Bret S. Stetka, MD; Tara Malekshahi, MD; Nina Tioleco, MD


January 10, 2014

Editor's Note:
While browsing a poster session at the 2013 Annual Meeting of the American Psychiatric Association in Scottsdale, Arizona, Medscape spoke with Tara Malekshahi, MD, and Nina Tioleco, MD, from the Department of Psychiatry at St. Luke's-Roosevelt Hospital in New York City about their recent study on the misuse of atypical antipsychotics.[1]

Medscape: Drs. Malekshahi and Tioleco, what can you tell us about your study?

Dr. Malekshahi: We became interested in this study while working in our detox and rehab unit at the Addiction Institute in New York. We became aware that a lot of patients with an addiction were asking for atypical antipsychotics. We did a literature search and couldn't find much on the abuse of these drugs, so we wanted to explore what the prevalence of abuse of atypical antipsychotics is, who are the patients abusing them, and what type of other drugs these patients are typically using or addicted to.

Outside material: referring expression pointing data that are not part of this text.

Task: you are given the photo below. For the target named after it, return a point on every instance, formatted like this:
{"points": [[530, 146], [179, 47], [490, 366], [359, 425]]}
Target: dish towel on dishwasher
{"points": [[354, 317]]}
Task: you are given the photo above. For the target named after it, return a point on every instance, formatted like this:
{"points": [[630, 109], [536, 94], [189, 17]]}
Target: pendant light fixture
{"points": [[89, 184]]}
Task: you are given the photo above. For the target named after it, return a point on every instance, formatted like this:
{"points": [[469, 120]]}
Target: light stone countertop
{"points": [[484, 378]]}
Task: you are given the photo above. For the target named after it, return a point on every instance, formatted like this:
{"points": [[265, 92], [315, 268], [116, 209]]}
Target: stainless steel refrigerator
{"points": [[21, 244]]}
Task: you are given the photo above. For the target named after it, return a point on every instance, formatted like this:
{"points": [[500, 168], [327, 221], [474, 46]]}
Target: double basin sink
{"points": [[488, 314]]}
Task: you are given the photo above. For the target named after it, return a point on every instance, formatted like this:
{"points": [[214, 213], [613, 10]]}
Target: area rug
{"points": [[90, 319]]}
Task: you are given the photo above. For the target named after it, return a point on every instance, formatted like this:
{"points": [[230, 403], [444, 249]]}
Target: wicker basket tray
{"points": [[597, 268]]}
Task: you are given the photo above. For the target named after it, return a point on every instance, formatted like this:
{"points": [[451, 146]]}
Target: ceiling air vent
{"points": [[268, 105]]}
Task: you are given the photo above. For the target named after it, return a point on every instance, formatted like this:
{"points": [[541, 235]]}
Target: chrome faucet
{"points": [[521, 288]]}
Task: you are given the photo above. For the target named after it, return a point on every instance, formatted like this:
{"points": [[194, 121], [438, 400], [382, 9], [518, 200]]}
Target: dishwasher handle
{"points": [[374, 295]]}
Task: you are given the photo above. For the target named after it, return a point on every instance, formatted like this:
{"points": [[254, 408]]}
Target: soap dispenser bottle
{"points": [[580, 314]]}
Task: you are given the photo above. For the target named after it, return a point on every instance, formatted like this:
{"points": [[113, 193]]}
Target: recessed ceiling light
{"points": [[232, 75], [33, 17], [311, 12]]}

Medscape: What were most patients being treated for?

Dr. Tioleco: Most of them were there for detox from either alcohol or opiates or there for rehab. They were also using stimulants, including cocaine, sedatives/hypnotics, cannabis, and others. In the past 30 days, 80% had used opioids, 76% had used alcohol, 64% had used cocaine, 52% had used sedatives/hypnotics, and 20% had used other substances. We found that about 67% were using atypical antipsychotics to deal with the bad effects from the other drugs. For example, with opiates and alcohol, they were often unable to sleep, and so were using an atypical to try and recover from insomnia.

Medscape: Were they prescribed the antipsychotics by healthcare providers in most cases?

Dr. Tioleco: Of note, only about one half were prescribed, whereas the rest were getting them on the streets or from family and friends.

Dr. Malekshahi: But there isn't really any street value for atypical antipsychotics, so most of them don't pay for the drugs; they just get them through friends and family.

Dr. Tioleco: They learn about these drugs from popular press, message boards, the Internet, and underground drug use networks.

Medscape: How many patients did you look at, and what did you find?

Dr. Malekshahi: We screened 543 patients from the detox/rehab unit and found that 17% were eligible for the study, meaning they'd used an atypical antipsychotic not as prescribed, as well as abused another substance within the past year.

Of the patients studied, 88% were polysubstance abusers. Most patients who received atypical antipsychotics were not being prescribed the medication for psychotic symptoms, and most self-reported being prescribed the medications for sleep problems, mood disturbance, and anxiety.

Dr. Tioleco: In terms of which atypicals the patients we interviewed were on, 96% of the patients were taking quetiapine. People are prescribed this agent often, and it's familiar to many people. Also, people are often prescribed it for less severe conditions -- such as insomnia, which is an off-label use.

Medscape: What is your take-home message for clinicians?

Dr. Tioleco: With this study, we want to make clinician more aware of the abuse of antipsychotics in mostly polysubstance abusers -- to make sure we think to ask about these agents and whether or not they're being used as prescribed.